Und dann auch wenige Sätze zum Begriff der Toleranz wie ich ihn verstehe:
Überlegungen zur Toleranz als Bedingung der Freiheit
im Zusammenhang mit redlicher Nacktheit
(Unter redlicher Nacktheit soll im Weiteren die rechtlich erlaubte,
sozialadäquate Nacktheit im öffentlichen Raum verstanden sein.)
Unser kulturelles Selbstverständnis hat als wesentliche Basis u. A. den
Artikel 2 des Grundgesetzes:
(1) Jeder hat das Recht auf die freie Entfaltung seiner Persönlichkeit, soweit er nicht die Rechte anderer verletzt und nicht gegen die verfassungsmäßige Ordnung oder das Sittengesetz verstößt.
Freie Entfaltung der Persönlichkeit eines jeden heißt im Ergebnis eine hochdifferenzierte Gesellschaft hinsichtlich der praktizierten Lebensart der einzelnen Bürger. Also eine offene Gesellschaft im Sinne von Karl R. Popper. Eine Gesellschaft dieser Art – gemäß Grundgesetz – entwickelt sich nur unter dem Gesichtspunkt der Pflicht zur Toleranz eines jeden Bürgers. Sie zeigt sich als Norm des Grundgesetzes, wenn auch nicht ausdrücklich formuliert, neben dem eigenem Recht auf freie Entfaltung der Persönlichkeit, andersartige Lebensarten zu tolerieren; zu dulden oder sie zustimmend zu akzeptieren. Diese wechselseitige Beziehung zwischen der Möglichkeit, der eigenen freien Gestaltung der Lebensart und der Toleranz anderen Lebensformen gegenüber, muss als Maß hoher Freiheit gesehen und begrüßt werden. Die Pflicht zur Toleranz ist also unbedingt mit Freude und nicht als Behinderung zu verstehen. Es erinnert an den zu schreibenden Aufsatz „Die Freuden der Pflicht“ aus dem Buch „DEUTSCHSTUNDE“ von Siegfried Lenz. Ohne Toleranz der anderen Bürger lässt sich die gewollte, eigene Freiheit – die ganz subjektiv bestimmte eigene Lebensform - nicht leben.

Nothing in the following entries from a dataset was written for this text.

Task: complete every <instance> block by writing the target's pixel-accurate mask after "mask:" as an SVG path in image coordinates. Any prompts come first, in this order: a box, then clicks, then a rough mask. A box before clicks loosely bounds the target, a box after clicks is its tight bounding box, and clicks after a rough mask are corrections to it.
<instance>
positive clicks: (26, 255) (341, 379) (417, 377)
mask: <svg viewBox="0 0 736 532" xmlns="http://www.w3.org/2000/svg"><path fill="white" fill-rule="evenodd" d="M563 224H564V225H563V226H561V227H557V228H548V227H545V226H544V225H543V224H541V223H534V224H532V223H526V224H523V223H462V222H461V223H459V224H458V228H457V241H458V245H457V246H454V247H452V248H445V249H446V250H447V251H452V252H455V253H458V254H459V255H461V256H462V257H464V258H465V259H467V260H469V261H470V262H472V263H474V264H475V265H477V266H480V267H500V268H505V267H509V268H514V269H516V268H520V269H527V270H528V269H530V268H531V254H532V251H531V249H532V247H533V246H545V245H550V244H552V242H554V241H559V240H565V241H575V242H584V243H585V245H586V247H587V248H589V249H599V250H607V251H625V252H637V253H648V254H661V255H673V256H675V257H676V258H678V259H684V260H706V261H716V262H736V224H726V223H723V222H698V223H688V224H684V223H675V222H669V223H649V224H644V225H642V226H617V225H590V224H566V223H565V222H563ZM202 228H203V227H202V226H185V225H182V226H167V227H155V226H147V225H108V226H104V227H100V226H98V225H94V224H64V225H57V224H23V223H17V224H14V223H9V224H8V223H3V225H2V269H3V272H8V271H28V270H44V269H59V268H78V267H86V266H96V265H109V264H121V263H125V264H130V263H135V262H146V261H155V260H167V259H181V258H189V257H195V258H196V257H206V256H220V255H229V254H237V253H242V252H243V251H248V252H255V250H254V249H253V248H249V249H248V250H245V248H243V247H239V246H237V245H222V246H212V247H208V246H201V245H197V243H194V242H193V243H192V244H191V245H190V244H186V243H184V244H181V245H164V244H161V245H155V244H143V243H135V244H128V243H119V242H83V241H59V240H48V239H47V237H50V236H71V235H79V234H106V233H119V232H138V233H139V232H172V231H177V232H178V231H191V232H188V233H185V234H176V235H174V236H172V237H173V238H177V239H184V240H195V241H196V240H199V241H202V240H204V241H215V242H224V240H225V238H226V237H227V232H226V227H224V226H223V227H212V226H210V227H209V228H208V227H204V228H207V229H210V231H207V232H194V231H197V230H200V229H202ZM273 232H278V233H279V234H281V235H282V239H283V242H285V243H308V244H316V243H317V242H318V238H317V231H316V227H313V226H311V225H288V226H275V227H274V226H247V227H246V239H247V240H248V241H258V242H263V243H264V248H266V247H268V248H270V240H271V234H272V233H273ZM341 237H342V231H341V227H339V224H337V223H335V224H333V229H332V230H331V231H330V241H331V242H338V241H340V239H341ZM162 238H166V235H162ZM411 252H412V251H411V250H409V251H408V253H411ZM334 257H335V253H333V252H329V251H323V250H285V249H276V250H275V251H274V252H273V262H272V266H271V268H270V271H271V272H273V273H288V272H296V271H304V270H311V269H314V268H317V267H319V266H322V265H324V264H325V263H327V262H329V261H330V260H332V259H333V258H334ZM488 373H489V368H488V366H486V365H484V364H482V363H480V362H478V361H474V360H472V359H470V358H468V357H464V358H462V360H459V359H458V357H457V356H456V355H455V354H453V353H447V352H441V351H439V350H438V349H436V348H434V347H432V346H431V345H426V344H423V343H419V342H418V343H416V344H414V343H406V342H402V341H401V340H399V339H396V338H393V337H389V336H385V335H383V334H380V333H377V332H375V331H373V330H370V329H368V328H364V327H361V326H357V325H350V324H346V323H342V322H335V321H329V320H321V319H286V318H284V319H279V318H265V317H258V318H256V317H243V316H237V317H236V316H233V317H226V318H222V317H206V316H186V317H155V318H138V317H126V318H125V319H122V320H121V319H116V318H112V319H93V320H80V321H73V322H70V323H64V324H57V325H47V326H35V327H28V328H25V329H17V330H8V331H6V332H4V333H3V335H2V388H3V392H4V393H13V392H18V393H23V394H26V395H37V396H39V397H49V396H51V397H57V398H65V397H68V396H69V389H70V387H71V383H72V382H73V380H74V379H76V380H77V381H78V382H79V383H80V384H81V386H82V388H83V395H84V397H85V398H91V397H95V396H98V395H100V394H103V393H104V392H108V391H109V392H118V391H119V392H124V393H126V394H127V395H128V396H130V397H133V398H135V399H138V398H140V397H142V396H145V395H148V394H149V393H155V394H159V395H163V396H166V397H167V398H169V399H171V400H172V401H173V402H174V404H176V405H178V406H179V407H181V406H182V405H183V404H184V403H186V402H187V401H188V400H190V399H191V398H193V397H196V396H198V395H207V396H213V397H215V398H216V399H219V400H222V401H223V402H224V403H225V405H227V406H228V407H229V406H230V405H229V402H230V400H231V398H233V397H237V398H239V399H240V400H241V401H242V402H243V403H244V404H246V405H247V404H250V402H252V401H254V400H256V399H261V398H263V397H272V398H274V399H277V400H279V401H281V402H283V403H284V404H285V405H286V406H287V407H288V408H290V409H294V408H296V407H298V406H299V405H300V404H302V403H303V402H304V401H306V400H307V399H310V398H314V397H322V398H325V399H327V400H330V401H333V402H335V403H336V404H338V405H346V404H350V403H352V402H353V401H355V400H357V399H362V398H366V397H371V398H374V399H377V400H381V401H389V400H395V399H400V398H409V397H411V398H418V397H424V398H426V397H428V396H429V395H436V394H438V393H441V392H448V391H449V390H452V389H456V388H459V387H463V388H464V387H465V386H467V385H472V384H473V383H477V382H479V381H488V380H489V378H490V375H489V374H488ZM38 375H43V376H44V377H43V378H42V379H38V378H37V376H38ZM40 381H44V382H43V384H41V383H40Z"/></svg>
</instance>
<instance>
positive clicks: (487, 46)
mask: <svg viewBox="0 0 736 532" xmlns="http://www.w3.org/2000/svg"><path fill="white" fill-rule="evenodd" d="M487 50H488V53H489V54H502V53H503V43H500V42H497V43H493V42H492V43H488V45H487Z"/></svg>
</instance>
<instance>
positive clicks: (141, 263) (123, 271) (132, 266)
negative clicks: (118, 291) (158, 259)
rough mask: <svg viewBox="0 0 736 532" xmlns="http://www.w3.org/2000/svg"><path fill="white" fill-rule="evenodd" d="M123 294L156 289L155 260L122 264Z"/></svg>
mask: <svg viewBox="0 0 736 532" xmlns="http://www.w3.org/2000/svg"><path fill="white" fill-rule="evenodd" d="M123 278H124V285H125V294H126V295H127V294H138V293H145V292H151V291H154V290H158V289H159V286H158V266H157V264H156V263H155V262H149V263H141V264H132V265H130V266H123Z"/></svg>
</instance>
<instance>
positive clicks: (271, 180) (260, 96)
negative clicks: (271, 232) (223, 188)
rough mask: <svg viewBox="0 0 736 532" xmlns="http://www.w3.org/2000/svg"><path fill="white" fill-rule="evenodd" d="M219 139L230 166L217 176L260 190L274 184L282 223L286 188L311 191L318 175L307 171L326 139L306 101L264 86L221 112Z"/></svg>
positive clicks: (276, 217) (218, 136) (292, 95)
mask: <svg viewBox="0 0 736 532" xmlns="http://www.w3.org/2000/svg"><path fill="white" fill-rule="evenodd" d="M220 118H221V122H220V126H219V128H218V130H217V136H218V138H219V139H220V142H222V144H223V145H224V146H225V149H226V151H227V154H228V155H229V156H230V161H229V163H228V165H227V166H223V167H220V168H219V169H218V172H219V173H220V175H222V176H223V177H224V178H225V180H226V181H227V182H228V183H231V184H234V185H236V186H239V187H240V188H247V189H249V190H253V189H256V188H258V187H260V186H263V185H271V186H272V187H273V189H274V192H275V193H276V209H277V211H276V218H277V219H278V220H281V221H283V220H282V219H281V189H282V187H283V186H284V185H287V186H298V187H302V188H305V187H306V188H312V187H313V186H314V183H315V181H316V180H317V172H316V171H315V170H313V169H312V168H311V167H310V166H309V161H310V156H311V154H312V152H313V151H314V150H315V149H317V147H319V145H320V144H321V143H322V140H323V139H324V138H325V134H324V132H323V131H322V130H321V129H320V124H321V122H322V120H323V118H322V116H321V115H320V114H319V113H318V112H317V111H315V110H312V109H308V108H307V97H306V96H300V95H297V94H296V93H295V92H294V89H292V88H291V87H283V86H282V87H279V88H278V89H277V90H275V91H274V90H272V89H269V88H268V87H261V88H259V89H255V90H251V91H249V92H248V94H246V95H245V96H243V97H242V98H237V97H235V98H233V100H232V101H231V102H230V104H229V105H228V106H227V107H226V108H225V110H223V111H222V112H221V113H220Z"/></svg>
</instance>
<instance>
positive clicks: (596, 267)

Toleranz – im Gegensatz zur Akzeptanz anderer als der eigenen Lebensform - ist zu verstehen als das Hinnehmen oder Gewährenlassen von individuell und subjektiv nichtakzeptierten Verhaltensweisen (Moralvorstellungen), die aber rechtlich erlaubt sind. Was rechtlich nicht erlaubt ist, darf weder akzeptiert (gutgeheißen) noch toleriert werden. Toleranz in diesem Sinn versteht sich damit als grundgesetzliche Pflicht in einer offenen – im Sinn einer hoch differenzierten - Gesellschaft, wie Sie sich Deutschland mit dem Grundgesetz gegeben hat und über die Jahre immer mehr realisiert.